Last year saw the emergence of well-known Wall Street investors like Paul Tudor Jones and Stanley Druckenmiller betting on bitcoin. Some asset managers have also allocated a small portion of their portfolios to the cryptocurrency, seeking to get some exposure to its wild gains.

Strategists at JPMorgan have said bitcoin could surge as high as $146,000 in the long term as it competes with gold as a safe-haven asset. They also noted, however, that bitcoin would have to become substantially less volatile to reach this price.

Digital currencies are notoriously volatile. The last time bitcoin had a rally similar to this was in 2017, when it soared close to $20,000 a coin before crashing as low as $3,122 the following year. Skeptics, such as stockbroker Peter Schiff and economist Nouriel Roubini, view bitcoin as a speculative asset and a market bubble likely to burst.

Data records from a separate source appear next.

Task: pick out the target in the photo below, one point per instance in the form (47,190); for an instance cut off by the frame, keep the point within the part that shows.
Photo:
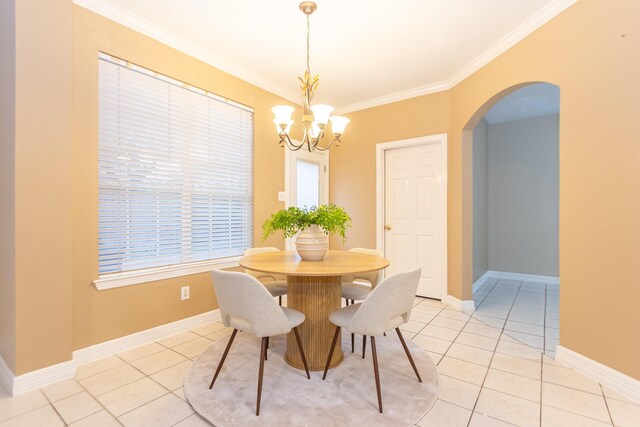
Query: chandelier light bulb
(338,124)
(283,114)
(283,126)
(315,130)
(321,113)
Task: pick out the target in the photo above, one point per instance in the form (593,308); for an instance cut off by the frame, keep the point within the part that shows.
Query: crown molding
(534,22)
(114,13)
(393,97)
(121,16)
(537,20)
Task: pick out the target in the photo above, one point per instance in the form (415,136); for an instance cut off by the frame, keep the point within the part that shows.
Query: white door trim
(381,149)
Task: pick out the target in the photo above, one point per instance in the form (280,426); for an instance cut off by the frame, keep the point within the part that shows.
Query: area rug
(346,398)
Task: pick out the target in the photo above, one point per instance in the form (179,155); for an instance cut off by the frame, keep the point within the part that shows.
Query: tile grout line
(473,411)
(96,399)
(606,403)
(64,422)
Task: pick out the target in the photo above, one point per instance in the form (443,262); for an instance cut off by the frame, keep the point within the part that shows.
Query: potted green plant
(312,227)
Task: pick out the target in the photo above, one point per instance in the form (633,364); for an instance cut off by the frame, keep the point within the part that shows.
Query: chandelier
(314,117)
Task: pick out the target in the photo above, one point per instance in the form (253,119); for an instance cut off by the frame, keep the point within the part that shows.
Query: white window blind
(175,171)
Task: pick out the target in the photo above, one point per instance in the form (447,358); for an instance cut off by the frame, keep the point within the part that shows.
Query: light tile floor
(487,378)
(526,311)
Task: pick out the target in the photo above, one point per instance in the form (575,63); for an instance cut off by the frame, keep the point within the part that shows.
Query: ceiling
(367,52)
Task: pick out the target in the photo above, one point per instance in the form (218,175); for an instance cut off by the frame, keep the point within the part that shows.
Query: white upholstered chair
(387,307)
(353,292)
(245,305)
(275,284)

A big question among investors has been how to value bitcoin. Bitcoin isn't like a stock, which has traditional metrics for figuring out whether it is overpriced or undervalued. The cryptocurrency has a market value of more than $600 billion, and this is calculated by multiplying the price by the total number of coins in circulation.

"That can give you some long-run equilibrium," Currie said. But he added that the level of volatility and uncertainty in the market "makes it very difficult to forecast it."